Amarie’s testimonial continued, “The thing that was difficult for me was staying motivated and positive about my choreography. It was very challenging for me but I was able to overcome it all after working with Ms. Ramos, Sterling, Andrick and Justin. The thing that surprised me from this experience is seeing how my choreography came out to be. Throughout the workshops I always thought to myself that I could never choreograph my own solo. After the virtual showing we were given an amazing experience to be able to record our choreography by a professional team. We were able to pick a setting, and have it recorded from many different angles which was so special. This experience was one of a kind and I am so grateful for it. We were also interviewed after the recording and able to show who we are and who we want to become in the future. I am so grateful for this experience.”

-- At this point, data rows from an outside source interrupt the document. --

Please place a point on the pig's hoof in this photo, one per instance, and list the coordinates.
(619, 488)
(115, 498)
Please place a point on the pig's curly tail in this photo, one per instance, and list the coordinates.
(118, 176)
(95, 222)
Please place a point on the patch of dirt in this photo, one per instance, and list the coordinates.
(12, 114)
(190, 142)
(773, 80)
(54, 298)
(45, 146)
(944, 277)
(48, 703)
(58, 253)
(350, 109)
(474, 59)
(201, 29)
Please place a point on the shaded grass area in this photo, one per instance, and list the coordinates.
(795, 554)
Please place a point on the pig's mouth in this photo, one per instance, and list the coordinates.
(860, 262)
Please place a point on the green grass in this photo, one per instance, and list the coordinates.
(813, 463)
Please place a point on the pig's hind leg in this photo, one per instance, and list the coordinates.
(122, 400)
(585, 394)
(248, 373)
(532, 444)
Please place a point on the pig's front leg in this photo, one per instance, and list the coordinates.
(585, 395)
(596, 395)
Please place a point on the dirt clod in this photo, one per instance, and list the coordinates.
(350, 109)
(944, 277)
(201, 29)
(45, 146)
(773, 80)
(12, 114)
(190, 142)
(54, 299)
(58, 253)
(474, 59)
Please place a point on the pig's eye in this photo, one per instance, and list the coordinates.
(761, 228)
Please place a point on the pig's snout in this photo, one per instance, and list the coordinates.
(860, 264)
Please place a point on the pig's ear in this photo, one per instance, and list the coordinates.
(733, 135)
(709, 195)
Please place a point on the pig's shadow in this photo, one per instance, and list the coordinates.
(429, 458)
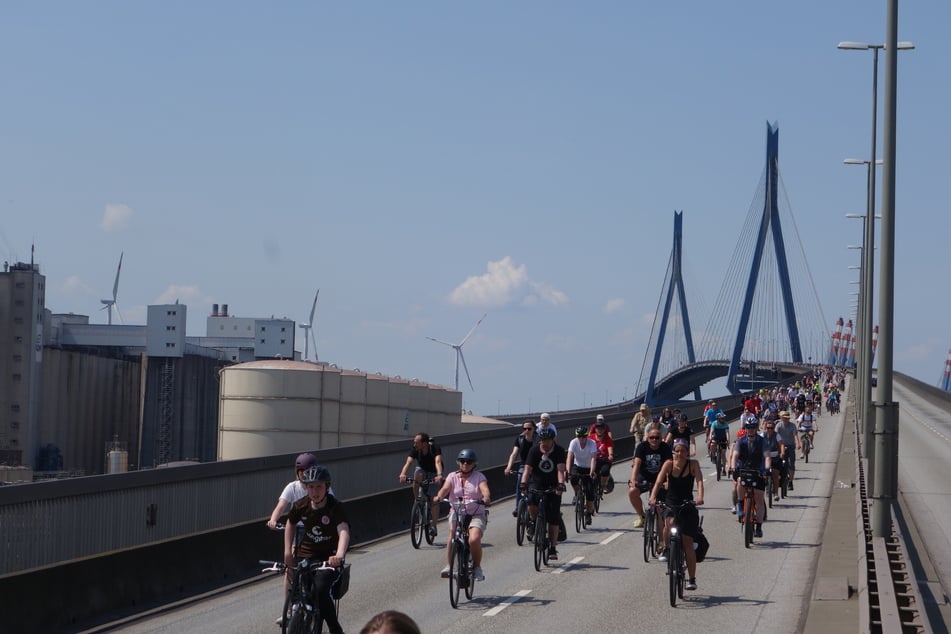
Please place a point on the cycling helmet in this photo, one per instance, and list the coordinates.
(305, 461)
(315, 474)
(467, 454)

Justin said, “One of my favorite moments was when we were then interviewed on our entire dance journey thus far. We had a chance to speak about our lives, the importance and impact of dance, and to have people want to listen to it meant a lot. Overall, I learned that I love to play with improvisation and improve on those skills. In the workshop we mainly worked with movement invention which was really interesting and really stuck with me.”

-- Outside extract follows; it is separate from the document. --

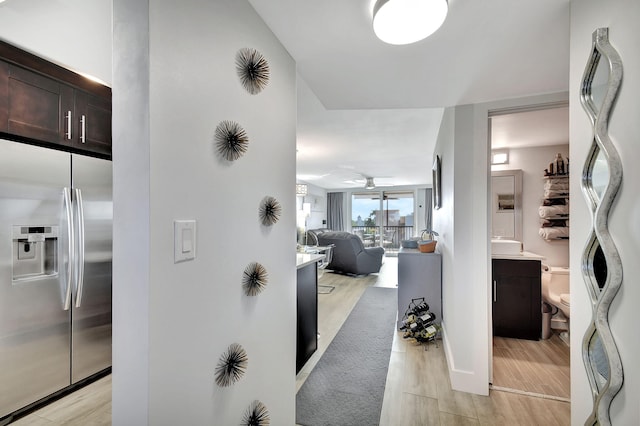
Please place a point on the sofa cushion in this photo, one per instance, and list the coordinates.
(349, 253)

Sterling Baca, Principal Dancer for the Philadelphia Ballet and teacher for Spread Your Wings, sums up the experience: “Philadelphia Ballet’s Choreographic Mentorship program allowed company dancers and students from the Philadelphia community to grow together virtually as artists when the Covid-19 pandemic isolated us all. Art and community got us through this unprecedented time and will continue to support our future. I can’t wait to see these programs expand impact even more lives in Philadelphia!”